Once a drug is absorbed it is distributed around the body in the bloodstream. Drug distribution is affected by the changes in body composition associated with age, such as more body fat and lower hydration. The decreased muscle and tissue mass that accompanies aging also influences the distribution of certain drugs, as will the reduced blood flow to tissues and organs. And even healthy adults lose some renal function as they age, which affects elimination.

Drugs that require high levels of water and muscle to be absorbed may require lower dosages that are increased slowly or current dosages may need to be reduced as a patient ages. Drugs that are distributed through fat may require a larger volume for distribution and may take longer to be eliminated. Other drugs need to bind to albumin, a protein in the blood plasma; since older adults have less of this protein medications can compete for the available resource, making one stronger and the other impotent.

Be proactive
To optimize drug therapy, Dr. Ayati advised that patients and physicians work together to develop the most beneficial approach. “Start slow and low,” he said, “and don’t start to medications at the same time.”

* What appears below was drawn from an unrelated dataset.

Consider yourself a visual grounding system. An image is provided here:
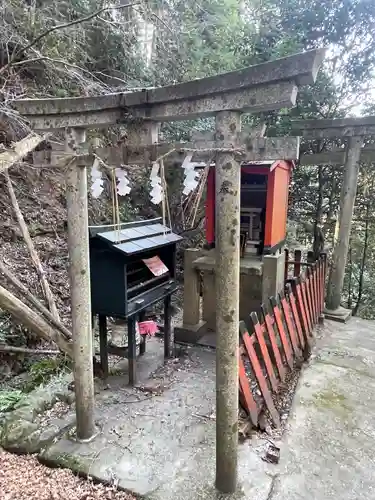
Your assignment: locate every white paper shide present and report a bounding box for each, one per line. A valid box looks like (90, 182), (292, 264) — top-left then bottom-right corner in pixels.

Patients should ask some fundamental questions:

  • Is this medication necessary?
  • Will I die if I don’t take it?
  • What is the benefit?
  • What is the risk?
  • How can I assess the benefit?
  • What is the potential DDI?

Patients should also let all their doctors know of all their medications, prescribed and over-the-counter, and bring their prescriptions with them to office visits to avoid prescription cascade.

About the Speaker
Mehrdad Ayati, MD, is a Board Certified geriatrician. He is the Stanford medical director of the Sunnyvale Health Center and the Los Altos Subacute & Rehabilitation and Palo Alto Rehabilitation centers. He received his medical training from the Iran (Tehran) University of Medical Sciences and did his residency in the UC-Davis School of Medicine and his fellowship at Stanford.